The first paragraph of the link supports my confusion. I think you're assuming a single cut of the vapor retarder. I'm talking about slicing and dicing, or two continuous, overlapping, serpentine cuts that allow for the removal of "diamonds" along it.


----------



## Gary in WA (Mar 11, 2009)

Now you described it correctly--- *remove the facing*. Any facing, slashed or not is a retarder.

“*Should the joints be taped?*
Johns Manville does not recommend nor require that the joints be taped. Vapor retarders
are area weighted. The small gaps would not allow a significant amount of water vapor
through the wall, ceiling or floor.” From: http://www.insulating-products.com/pdfs/Installation_FAQ.pdf


To simply say “slash it” implies leaving it in place, at least to me, glad you added further instructions.

Gary


----------



## mmastran (May 19, 2011)

*Insulating basement of split level home - Final thoughts*

Gentlemen,

I appreciate all your input and I've read all the links to the documents suggested (buildingscience, cmhc, etc...). Man my brain hurts 

From the reading, I've concluded that I'll be implementing the following scenario (crude not to scale attached image)

Just a recap: Reside in Ottawa, Canada. Home is 46yrs old and basement is bone dry.

Are there any final thoughts/recommendations before I go ahead and build it?

thanks again!


----------



## AGWhitehouse (Jul 1, 2011)

I don't feel that the foam board shown within the stud wall is really worth your time and $ for the insulative gain. The labor and $ involved with cutting the foam to fit and scraping the left overs doesn't gain you much in terms of overall R-value. The continuous insulation bypasses the thermal bridgin of the studs. Here's another thread that has a breakdown of a similar wall type that shows the minimal difference. (note the titles are backwards though...)

http://www.diychatroom.com/f103/i-have-poor-mans-spray-foam-question-114413/

Plus, the foam will act as a vapor "barrier" on the exterior surface of you insulative envelope, and I don't feel that is in compliance with your regional code.


----------



## mmastran (May 19, 2011)

AGWhitehouse said:


> Plus, the foam will act as a vapor "barrier" on the exterior surface of you insulative envelope, and I don't feel that is in compliance with your regional code.


Thanks for the reply...
Since I've been struggling with this for awhile now and I feel that maybe I've not explained my situation as clearly as it should be.....given my basement wall setup (as shown in the diagram in my previous post) how do I go about insulating this basement given the following:
1) I want a full height wall on the interior as shown in the attached image in my previous post...with or without XPS...at this point I just want to build a wall and insulate so that it doesn't promote mold etc.....:thumbup:


I know Gary and you have given me tips/clues etc, but I still don't fully understand what you both mean.


----------



## mmastran (May 19, 2011)

What about the following scenario shown in the attached image?
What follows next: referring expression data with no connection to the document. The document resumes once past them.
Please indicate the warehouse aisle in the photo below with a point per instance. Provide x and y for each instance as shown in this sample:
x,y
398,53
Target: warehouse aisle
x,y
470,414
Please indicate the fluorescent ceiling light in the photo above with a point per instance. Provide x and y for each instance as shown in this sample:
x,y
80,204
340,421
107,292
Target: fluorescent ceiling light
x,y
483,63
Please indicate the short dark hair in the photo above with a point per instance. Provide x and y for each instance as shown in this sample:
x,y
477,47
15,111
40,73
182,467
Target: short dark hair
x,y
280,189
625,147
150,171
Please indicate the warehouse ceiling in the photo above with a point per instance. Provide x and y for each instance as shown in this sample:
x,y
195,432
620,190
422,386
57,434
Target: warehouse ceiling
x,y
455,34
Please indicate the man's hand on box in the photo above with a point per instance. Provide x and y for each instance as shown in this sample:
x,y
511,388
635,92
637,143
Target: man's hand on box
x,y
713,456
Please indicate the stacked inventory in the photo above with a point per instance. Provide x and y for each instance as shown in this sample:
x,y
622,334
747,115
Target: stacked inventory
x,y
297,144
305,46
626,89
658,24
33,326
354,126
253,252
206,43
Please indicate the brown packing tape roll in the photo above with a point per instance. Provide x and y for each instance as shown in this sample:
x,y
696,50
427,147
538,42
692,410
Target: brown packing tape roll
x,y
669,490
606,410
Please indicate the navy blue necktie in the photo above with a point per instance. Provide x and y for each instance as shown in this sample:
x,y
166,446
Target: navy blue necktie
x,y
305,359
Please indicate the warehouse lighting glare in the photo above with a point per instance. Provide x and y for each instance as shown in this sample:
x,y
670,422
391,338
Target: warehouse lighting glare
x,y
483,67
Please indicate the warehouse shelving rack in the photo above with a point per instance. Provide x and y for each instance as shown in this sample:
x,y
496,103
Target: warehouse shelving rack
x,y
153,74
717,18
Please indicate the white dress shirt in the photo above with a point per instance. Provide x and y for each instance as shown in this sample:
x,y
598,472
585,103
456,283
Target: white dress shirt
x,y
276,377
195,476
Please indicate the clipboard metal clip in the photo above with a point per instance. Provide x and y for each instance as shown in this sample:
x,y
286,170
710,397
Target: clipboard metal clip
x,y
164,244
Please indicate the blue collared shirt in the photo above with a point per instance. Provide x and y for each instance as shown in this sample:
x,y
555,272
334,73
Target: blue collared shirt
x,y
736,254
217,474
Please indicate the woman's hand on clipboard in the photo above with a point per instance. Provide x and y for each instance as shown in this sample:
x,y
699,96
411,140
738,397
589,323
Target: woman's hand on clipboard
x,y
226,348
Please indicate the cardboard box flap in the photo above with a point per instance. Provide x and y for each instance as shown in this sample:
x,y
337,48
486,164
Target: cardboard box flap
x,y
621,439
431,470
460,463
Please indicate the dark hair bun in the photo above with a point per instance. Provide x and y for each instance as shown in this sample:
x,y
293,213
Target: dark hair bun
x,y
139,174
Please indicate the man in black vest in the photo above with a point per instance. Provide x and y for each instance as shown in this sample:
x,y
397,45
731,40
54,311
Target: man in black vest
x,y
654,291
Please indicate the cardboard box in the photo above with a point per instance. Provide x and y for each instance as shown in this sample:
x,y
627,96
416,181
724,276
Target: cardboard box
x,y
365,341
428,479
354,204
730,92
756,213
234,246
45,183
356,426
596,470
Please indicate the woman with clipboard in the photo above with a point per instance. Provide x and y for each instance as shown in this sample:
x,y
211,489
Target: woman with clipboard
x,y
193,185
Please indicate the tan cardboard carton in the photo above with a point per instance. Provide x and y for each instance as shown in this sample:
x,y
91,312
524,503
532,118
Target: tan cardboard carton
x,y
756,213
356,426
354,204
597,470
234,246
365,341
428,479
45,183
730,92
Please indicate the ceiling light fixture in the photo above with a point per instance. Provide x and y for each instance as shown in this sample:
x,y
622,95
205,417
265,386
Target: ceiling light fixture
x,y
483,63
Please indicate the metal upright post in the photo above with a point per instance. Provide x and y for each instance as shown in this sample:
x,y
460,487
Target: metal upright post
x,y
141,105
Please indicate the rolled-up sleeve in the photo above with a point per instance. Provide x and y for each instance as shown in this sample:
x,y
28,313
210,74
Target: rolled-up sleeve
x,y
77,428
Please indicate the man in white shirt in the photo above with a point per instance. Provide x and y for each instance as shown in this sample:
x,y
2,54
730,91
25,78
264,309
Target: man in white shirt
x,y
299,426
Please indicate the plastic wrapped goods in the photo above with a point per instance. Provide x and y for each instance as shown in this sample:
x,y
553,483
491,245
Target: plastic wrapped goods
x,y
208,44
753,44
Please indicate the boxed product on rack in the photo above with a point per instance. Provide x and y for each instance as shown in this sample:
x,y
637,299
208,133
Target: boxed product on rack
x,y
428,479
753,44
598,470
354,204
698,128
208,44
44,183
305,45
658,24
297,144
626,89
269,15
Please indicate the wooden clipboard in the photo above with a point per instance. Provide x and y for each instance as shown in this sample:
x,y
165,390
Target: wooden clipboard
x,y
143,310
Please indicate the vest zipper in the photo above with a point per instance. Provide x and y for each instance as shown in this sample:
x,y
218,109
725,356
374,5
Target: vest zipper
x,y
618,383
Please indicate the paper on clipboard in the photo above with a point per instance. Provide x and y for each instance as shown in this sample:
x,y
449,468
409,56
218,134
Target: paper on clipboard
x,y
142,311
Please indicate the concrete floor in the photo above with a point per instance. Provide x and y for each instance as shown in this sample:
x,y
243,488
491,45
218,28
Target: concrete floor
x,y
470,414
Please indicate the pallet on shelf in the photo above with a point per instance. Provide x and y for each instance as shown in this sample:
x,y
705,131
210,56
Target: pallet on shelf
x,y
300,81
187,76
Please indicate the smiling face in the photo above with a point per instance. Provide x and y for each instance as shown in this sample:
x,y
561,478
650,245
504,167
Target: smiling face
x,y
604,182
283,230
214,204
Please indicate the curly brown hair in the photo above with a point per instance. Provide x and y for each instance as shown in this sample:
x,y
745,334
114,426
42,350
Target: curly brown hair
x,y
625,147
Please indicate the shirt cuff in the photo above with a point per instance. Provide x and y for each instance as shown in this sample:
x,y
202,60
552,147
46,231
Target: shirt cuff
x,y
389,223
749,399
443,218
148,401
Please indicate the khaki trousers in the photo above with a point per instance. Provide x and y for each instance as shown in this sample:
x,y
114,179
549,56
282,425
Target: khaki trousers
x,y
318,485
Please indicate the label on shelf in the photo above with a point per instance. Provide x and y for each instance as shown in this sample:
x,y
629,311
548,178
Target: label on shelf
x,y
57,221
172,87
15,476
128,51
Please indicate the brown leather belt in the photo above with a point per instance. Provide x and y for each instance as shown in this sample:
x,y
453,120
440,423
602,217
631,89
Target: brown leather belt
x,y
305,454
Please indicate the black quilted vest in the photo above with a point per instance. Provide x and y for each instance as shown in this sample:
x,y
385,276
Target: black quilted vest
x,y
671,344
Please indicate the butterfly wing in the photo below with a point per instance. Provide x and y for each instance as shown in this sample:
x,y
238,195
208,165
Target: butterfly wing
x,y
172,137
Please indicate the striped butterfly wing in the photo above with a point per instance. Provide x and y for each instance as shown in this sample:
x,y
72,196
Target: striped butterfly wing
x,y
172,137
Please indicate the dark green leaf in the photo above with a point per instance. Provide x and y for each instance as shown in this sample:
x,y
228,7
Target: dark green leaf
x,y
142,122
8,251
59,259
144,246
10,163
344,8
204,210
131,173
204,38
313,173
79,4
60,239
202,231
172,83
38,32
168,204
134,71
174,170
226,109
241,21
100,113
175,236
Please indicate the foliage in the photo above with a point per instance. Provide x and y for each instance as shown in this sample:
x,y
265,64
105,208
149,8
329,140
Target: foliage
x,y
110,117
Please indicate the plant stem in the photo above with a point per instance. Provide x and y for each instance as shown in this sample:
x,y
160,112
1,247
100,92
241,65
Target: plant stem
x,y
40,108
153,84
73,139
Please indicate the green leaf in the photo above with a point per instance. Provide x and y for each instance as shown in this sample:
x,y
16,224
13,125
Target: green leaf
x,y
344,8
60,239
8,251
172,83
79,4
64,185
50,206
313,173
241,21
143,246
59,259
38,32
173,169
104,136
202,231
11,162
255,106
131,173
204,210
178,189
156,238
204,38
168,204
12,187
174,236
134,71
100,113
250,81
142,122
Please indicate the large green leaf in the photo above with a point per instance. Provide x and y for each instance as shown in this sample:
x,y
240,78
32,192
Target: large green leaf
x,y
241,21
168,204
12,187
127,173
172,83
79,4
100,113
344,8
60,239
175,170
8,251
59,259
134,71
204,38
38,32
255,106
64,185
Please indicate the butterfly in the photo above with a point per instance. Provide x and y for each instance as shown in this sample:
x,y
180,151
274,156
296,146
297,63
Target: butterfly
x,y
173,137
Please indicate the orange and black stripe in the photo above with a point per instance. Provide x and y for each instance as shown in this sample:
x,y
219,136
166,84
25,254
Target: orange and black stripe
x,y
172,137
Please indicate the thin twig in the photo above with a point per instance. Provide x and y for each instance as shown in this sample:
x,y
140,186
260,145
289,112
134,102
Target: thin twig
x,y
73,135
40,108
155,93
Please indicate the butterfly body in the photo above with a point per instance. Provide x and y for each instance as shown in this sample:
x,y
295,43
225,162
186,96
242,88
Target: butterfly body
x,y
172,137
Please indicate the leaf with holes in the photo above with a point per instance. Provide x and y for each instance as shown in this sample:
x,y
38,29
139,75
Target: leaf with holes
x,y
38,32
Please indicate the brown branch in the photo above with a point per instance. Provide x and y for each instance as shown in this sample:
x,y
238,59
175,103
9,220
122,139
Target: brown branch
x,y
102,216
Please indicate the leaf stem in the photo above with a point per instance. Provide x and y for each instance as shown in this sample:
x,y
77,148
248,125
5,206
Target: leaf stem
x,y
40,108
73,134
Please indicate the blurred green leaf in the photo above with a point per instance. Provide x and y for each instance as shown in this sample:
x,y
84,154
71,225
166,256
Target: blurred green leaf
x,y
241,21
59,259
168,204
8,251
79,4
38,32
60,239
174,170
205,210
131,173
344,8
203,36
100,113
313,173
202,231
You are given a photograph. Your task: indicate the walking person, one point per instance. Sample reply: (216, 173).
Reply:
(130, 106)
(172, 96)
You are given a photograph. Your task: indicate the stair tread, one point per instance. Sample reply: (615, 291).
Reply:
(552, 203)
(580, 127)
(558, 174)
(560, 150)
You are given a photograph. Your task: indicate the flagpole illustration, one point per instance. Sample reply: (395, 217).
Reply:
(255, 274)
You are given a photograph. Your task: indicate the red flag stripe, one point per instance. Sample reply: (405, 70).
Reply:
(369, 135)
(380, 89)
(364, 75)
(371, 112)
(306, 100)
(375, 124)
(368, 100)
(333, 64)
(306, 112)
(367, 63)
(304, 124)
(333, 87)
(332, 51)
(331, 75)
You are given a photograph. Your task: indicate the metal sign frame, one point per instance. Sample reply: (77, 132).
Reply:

Keep in mind, the interior 2x4 wall is tight to the foundation wall (I've read this is OK in buildingscience somewhere). I would put a vapour barrier from top to bottom on the interior wall


----------



## mmastran (May 19, 2011)

Found this link from the Jon Eakes site:

http://joneakes.com/jons-fixit-data...insulate-a-basement-wall-that-has-a-pony-wall

Any thoughts?


----------



## AGWhitehouse (Jul 1, 2011)

Here's my suggestion...


----------



## mmastran (May 19, 2011)

AGWhitehouse said:


> Here's my suggestion...


Much appreciated!!

I've previously thought about doing exactly what you've suggested....I'm wondering now if its overkill. Not that I don't appreciate yours and everyone's help.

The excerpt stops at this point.